Enter Brijesh Singh, a 20-year-old youth from Dhaurhara village in Varanasi. It was the desire for revenge that first brought him into the world of crime. His father Ravindra Singh was killed over a land dispute in late 1984, and the following year, Brijesh axed seven people suspected of being involved in his father's murder. The stage was set for him to become a gang leader. Today, the police has 22 cases against Brijesh—mostly for murder—and he carries a reward of Rs 2 lakh on his head.
Initially, Brijesh operated on caste lines and exhorted unemployed Thakur youth to join his gang. His was the first gang in UP to start lending its services outside the state. He sent sharpshooters to kill for Dawood in Mumbai, and members of his gang were also involved in major kidnappings across the nation. Brijesh Singh himself once killed a henchman of Arun Gawli at JJ hospital in Mumbai at Dawood's behest.
Later, Brijesh found an ally with political clout in Rai, a Bhumihar science graduate from Benares Hindu University and a resident of Ghazipur district. Rai was a student leader with political ambitions. "Brijesh used the political clout of Krishnanand Rai and, in return, provided him with his muscle power," says Rajesh Pandey, SP, Special Task Force. Rai became a powerful figure after he got elected to the state assembly from Mohammadabad in Varanasi on a BJP ticket in 2002. He unseated five-term MLA, Afzal Ansari, the elder brother of Mukhtar.

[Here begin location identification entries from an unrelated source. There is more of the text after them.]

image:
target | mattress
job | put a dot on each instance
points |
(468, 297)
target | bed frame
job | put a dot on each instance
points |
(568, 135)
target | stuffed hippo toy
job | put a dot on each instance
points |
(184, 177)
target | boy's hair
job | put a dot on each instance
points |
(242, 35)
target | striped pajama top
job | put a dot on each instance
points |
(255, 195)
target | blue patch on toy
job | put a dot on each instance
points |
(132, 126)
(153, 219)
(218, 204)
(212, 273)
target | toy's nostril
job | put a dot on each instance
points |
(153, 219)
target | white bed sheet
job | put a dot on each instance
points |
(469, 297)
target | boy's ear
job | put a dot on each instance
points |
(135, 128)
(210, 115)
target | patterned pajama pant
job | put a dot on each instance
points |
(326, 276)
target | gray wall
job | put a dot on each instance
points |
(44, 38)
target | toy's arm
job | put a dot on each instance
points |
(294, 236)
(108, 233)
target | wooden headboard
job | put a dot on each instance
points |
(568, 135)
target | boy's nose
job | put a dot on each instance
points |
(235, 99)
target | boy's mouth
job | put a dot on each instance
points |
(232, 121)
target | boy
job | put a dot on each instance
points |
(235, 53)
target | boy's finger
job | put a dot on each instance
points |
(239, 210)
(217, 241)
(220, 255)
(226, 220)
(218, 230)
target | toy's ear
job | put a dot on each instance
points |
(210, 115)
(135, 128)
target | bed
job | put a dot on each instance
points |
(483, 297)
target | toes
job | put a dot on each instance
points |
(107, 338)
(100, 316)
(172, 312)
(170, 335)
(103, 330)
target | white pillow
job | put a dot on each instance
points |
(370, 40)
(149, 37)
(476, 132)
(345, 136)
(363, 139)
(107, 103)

If Brijesh was a rising star in gangland, Mukhtar was no shrinking violet. By the early 1990s, Mukhtar had become a household name in UP for his daring criminal activities, and his high profile, especially in the districts of Mau, Ghazipur, Varanasi and Jaunpur. In 1996, he fought from the Mau assembly constituency as an independent and won the election. His rising profile made him a serious threat to Brijesh's area of clout. In 2001, Brijesh led an attack on Mukhtar's gang, killing three of the latter's aides, but was himself injured in the shootout. After that, Brijesh disappeared from the scene. The UP police are not sure if he is underground or dead.
Brijesh's absence from the crime scene left Rai the unopposed leader of his gang. It was this rise in his status that helped him win the assembly elections. However, it was a victory that sharpened the enmity between the two gangs, which had been taking each other head-on for control of gangland business opportunities—especially since Rai was a smooth operator, adept at arranging contract deals.

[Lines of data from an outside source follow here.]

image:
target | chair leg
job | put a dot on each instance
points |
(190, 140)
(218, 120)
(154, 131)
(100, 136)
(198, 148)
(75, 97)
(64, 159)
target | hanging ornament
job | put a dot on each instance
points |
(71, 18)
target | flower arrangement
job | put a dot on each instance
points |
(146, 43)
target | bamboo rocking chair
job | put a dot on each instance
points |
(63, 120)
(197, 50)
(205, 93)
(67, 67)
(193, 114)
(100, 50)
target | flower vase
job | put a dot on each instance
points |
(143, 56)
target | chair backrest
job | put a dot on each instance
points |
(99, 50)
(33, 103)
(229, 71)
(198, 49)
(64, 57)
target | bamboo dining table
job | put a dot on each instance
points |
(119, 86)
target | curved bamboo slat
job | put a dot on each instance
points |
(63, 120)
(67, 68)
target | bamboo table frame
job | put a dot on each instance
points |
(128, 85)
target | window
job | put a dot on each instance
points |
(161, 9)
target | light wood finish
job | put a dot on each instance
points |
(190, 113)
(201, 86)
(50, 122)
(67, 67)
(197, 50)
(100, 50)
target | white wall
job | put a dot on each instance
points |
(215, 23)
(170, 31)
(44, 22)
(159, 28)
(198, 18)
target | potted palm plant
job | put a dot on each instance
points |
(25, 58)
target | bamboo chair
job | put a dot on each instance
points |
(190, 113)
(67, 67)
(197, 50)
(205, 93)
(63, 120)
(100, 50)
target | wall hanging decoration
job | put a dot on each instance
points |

So, whether it was BSNL's cable laying work, road construction by the PWD, or track electrification and track laying for the railways, the mafiosi took over everywhere. They also extorted on a huge scale from businesses in the region, whether construction, liquor or carpets.
And, of course, coal. The gangs fought for a share in the huge sums of money to be made in the unloading and distribution of coal coming into three depots in Poorvanchal—at Varanasi, Mughalsarai and Chandasi—from the Northern Coal Fields of Dhanbad and from Singrauli in Madhya Pradesh. Each depot gets two to five racks of coal every month, each rack containing 3,500 tonnes of coal. There is big money to be made by surreptitiously mixing different grades of coal. According to a railway official, "The bahubalis make more than Rs 1 crore a day from the coal business."

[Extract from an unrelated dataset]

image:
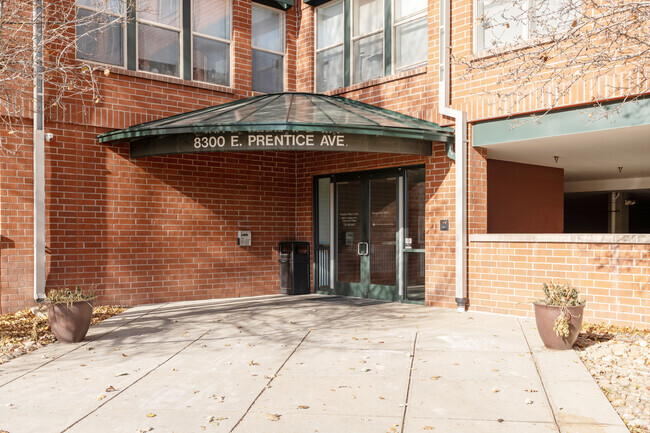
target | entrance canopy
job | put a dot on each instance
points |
(284, 121)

And it was because he provoked the ire of the rival gang by grabbing a contract for the distribution of coal worth Rs 50 crore from the Chandasi coal depot that Rai was apparently killed.
Ansari has been named in the FIR registered by the police after Rai's murder. He is currently behind bars, but it remains to be seen what challenge emerges to his supremacy. Watch out for the next episode in the Poorvanchal gangland wars.